Put another way: the official emissions numbers recorded by the Vehicle Certification Agency (VCA) are based on a sample size of one and are therefore unreliable.
The VCA openly acknowledges the limitations of its emissions testing on its website, “unlike the CO2 and fuel consumption figures the figures for air quality pollutant emissions should not be used to directly compare different models of vehicle. The figures for these emissions are indicative rather than absolute, and emissions of them will vary within an acceptable range between individual production vehicles for each model.”
There was no cover-up here, no concealment but this is (yet another) example of the inadequacies of the current emissions testing regime.
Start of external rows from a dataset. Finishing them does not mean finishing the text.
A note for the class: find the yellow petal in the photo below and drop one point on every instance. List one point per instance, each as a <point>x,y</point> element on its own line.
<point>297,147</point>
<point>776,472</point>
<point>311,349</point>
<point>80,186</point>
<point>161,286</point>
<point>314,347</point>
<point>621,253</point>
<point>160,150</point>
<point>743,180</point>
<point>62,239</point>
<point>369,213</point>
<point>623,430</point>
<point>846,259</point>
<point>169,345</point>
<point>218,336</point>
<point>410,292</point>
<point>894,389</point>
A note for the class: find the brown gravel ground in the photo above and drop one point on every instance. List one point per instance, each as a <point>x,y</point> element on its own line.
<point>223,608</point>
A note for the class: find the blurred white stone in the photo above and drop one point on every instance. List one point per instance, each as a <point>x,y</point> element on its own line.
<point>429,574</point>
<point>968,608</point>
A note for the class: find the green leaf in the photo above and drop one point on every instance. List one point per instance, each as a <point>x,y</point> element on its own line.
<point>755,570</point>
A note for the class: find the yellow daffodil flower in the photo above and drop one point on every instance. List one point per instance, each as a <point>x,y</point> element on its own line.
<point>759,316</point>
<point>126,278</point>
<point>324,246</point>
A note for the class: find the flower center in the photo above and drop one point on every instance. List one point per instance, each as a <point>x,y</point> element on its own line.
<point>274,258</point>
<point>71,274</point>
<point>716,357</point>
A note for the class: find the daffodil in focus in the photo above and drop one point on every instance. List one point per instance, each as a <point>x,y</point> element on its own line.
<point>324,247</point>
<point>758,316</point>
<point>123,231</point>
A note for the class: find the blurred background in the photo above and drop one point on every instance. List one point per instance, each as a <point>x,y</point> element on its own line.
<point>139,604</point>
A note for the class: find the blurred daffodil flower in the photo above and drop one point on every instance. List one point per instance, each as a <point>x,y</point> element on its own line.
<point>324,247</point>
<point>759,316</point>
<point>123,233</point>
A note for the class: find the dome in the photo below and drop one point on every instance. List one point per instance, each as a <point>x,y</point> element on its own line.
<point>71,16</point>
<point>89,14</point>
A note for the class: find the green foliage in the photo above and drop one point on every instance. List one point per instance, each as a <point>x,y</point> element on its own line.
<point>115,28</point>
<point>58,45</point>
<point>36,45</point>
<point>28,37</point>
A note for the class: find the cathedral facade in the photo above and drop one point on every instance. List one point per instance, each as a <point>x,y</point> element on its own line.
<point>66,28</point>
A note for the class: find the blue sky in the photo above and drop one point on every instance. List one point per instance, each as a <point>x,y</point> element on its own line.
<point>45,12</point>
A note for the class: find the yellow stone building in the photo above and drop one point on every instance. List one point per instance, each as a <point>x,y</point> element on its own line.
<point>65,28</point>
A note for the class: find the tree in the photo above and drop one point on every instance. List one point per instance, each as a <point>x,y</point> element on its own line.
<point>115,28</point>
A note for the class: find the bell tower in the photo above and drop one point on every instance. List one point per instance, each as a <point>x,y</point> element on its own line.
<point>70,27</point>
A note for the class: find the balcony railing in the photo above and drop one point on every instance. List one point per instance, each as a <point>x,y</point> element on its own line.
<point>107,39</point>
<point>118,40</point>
Later on today the Transport Select Committee will question the MD of Volkswagen UK and the Chief Executive of the SMMT, as well as the Transport Minister, Patrick McLoughlin and the head of the Vehicle Certification Agency.
MPs will want to know if government has managed to establish whether other manufacturers sought to cheat their way through the testing regime in the way VW did.
They will also want to know more about why there is a such a gap between the performance of cars on the road and in the lab test. VW broke the law but there is clearly plenty of rule-bending going on.
Ever since the VW scandal broke within the industry shutters have come down, wagons have been drawn together but a director at a company which tests cars on behalf of manufacturers told me that during tests, overseen by VCA, manufacturers routinely over-inflate tyres and adjust temperature (for example as high as 30 degrees) to ensure optimal performance.
Separately, but importantly, he points out that the "coast down curve" (a measure of the air resistance of car on the road) which is submitted by the manufacturer as part of the test is calculated by the manufacturers on a test track out of sight of the VCA.
It is apparently common practice to remove spare tyres, windscreen wipers, wing mirrors and tape up radiator grills to reduce drag. Road surfaces are mirror-smooth and graded to reduce resistance.
Once again there is nothing in the rules that prevents this sort of practice, in fact anyone not doing so arguably cedes a competitive advantage to their rivals.
In public, manufacturers deny this sort of shenanigans goes on. It should be an interesting session.
The chief executive of the SMMT, Mike Hawes, spoke at the National Air Quality Conference recently.
He said:
"For the record, vehicle manufacturers cannot and do not:
• Remove mirrors, seats, windscreen wipers – or indeed any other components
• Disconnect the alternator
• Tape over panel gaps
• Use special oils and lubricants that are not in production vehicles
• Fit special tyres or overinflate them
• Alter wheel alignment
• Use higher gears than in normal use."